Schnabel mentions four examples of potential side-effects of QE. According to her, likely side-effects of QE include the risk of moral hazard for debtors, for example when the ECB injected liquidity to avoid adverse self-fulfilling prophecies as during the height of the euro area sovereign debt crisis in 2012. A second risk is that QE increases the risks of future central bank losses after QE ends. According to Schnabel, although these losses need to be viewed against the profits central banks made during QE itself (see also KBC Economic Opinion of 17 April 2023), they nevertheless may weigh on the central bank’s reputation and credibility. Third, a long period of QE may adversely affect market functioning because it creates a scarcity and hence distorts prices of government bonds, which are often required as collaterals in e.g., market repo operations or swap transactions (see Figure 3).

Fourth, QE may poses financial stability risks by favouring excessive risk-taking (‘search for yield’) and may exacerbate wealth inequality. According to Schnabel, although monetary policy always has distributional effects, the portfolio rebalancing process as part of QE may amplify these effects.

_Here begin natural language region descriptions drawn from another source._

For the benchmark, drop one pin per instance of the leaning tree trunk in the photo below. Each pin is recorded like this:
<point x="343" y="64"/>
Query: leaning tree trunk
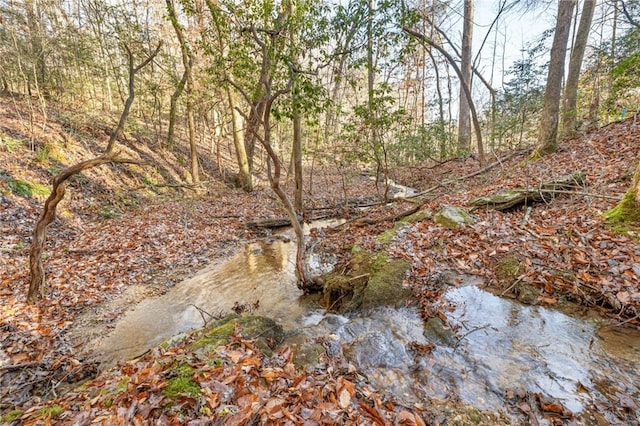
<point x="187" y="63"/>
<point x="36" y="269"/>
<point x="467" y="91"/>
<point x="548" y="136"/>
<point x="464" y="116"/>
<point x="37" y="278"/>
<point x="569" y="108"/>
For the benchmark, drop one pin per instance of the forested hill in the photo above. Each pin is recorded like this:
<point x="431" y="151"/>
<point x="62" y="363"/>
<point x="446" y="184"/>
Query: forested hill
<point x="140" y="142"/>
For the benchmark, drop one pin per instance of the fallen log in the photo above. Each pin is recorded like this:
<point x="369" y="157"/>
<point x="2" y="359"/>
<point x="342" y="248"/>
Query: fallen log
<point x="277" y="222"/>
<point x="545" y="192"/>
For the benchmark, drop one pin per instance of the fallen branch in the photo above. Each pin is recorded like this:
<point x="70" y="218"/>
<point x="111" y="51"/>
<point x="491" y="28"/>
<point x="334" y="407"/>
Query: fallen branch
<point x="364" y="221"/>
<point x="473" y="174"/>
<point x="508" y="199"/>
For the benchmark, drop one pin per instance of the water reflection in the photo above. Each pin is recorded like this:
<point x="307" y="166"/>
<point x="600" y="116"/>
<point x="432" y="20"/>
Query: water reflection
<point x="498" y="347"/>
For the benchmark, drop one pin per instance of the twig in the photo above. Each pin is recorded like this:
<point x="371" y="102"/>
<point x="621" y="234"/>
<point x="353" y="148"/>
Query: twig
<point x="470" y="175"/>
<point x="586" y="194"/>
<point x="20" y="366"/>
<point x="622" y="323"/>
<point x="525" y="219"/>
<point x="510" y="287"/>
<point x="468" y="333"/>
<point x="202" y="312"/>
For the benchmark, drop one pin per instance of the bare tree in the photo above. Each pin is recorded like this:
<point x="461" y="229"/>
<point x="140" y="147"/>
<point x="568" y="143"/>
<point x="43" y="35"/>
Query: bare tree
<point x="464" y="117"/>
<point x="548" y="133"/>
<point x="187" y="63"/>
<point x="467" y="91"/>
<point x="36" y="269"/>
<point x="569" y="108"/>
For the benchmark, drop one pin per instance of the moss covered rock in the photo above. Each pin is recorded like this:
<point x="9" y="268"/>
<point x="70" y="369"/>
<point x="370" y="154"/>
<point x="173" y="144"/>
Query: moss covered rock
<point x="265" y="331"/>
<point x="385" y="283"/>
<point x="373" y="280"/>
<point x="625" y="216"/>
<point x="452" y="217"/>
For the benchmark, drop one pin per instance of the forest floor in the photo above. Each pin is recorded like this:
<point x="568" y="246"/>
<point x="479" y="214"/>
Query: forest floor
<point x="123" y="235"/>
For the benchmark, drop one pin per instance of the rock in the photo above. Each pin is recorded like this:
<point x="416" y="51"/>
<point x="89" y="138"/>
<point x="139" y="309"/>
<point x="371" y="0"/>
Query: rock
<point x="265" y="331"/>
<point x="452" y="217"/>
<point x="436" y="332"/>
<point x="526" y="293"/>
<point x="418" y="216"/>
<point x="385" y="285"/>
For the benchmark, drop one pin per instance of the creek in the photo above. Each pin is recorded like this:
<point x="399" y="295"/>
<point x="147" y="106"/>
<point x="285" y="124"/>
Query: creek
<point x="491" y="353"/>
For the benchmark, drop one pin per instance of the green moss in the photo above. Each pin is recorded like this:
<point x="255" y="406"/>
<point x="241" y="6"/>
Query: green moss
<point x="419" y="216"/>
<point x="385" y="284"/>
<point x="28" y="189"/>
<point x="565" y="274"/>
<point x="179" y="386"/>
<point x="52" y="411"/>
<point x="625" y="216"/>
<point x="265" y="330"/>
<point x="11" y="416"/>
<point x="122" y="385"/>
<point x="373" y="280"/>
<point x="11" y="144"/>
<point x="508" y="269"/>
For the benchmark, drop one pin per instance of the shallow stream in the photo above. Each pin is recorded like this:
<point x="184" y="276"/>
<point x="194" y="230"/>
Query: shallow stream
<point x="492" y="353"/>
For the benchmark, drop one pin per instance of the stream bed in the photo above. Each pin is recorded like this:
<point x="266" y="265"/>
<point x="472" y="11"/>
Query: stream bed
<point x="491" y="353"/>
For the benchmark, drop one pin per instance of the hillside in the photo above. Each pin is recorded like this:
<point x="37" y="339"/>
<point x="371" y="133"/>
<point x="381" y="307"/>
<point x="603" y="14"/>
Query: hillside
<point x="125" y="233"/>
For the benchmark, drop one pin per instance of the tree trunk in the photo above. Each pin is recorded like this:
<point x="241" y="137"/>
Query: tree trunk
<point x="187" y="62"/>
<point x="244" y="172"/>
<point x="132" y="94"/>
<point x="456" y="68"/>
<point x="569" y="109"/>
<point x="297" y="156"/>
<point x="173" y="109"/>
<point x="548" y="136"/>
<point x="36" y="269"/>
<point x="464" y="116"/>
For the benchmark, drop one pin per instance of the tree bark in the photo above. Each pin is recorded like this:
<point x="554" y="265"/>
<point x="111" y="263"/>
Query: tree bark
<point x="132" y="94"/>
<point x="244" y="171"/>
<point x="187" y="62"/>
<point x="173" y="109"/>
<point x="569" y="109"/>
<point x="456" y="68"/>
<point x="548" y="134"/>
<point x="297" y="156"/>
<point x="464" y="117"/>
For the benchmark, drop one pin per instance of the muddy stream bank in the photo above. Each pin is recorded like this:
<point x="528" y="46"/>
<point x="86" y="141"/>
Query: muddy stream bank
<point x="491" y="353"/>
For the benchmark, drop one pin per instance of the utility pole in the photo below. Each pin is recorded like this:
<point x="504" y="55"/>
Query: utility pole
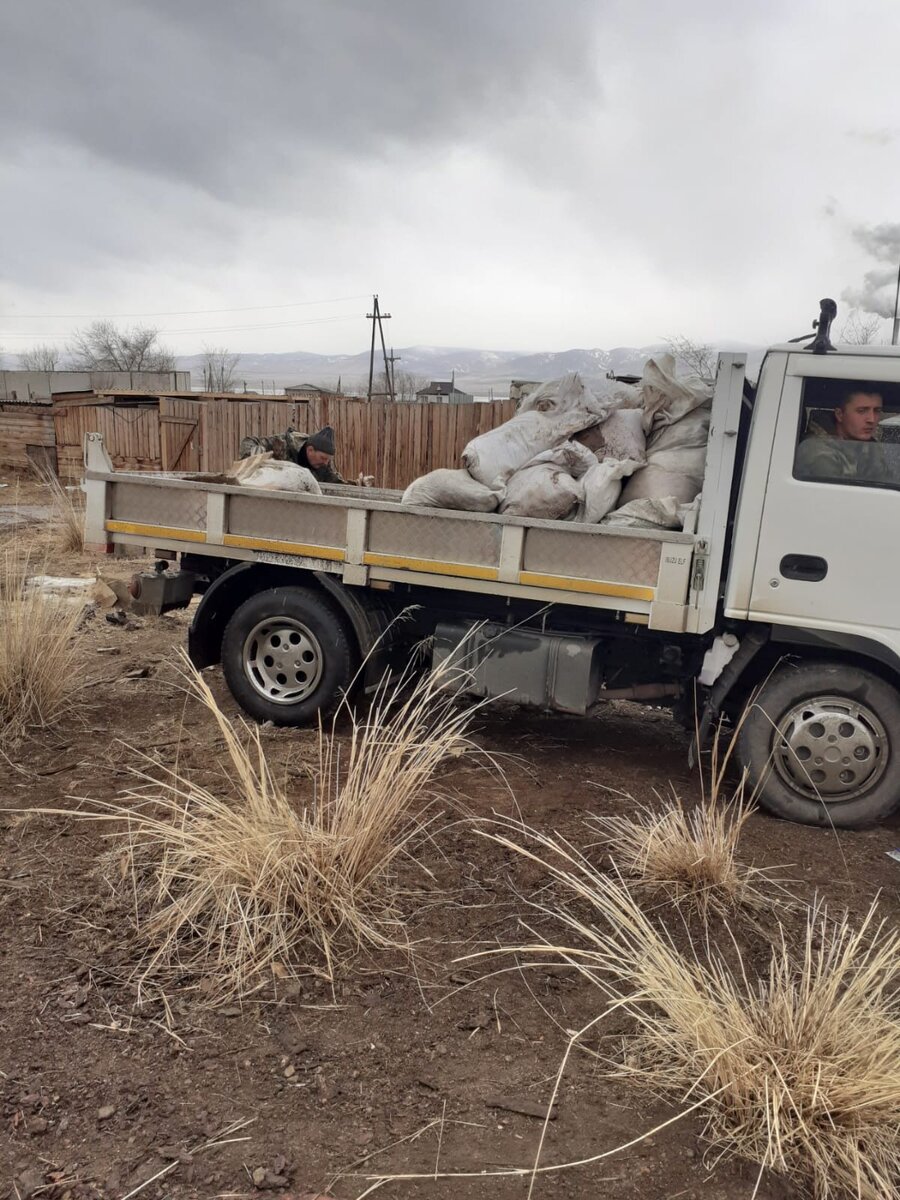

A possible outcome of the 2025 strategy assessment may be that the reference to ‘forceful and persistent’ policy measures is confirmed in principle, but changed in a few important nuances. More specifically the potential future use of QE by the ECB may be more targeted and selective, i.e., restricted to crisis moments and periods of acute undershooting of inflation and inflation expectations. Moreover, the strategy assessment may drop the reference to ‘persistent’, indicating that future QE interventions will probably end as soon as possible after they have reached their aim. Moreover, the role of targeted LTROs may become again relatively more prominent for the ECB compared to other major central banks, since corporate financing in the euro area is more loan-based and less financial market-based than e.g., in the US.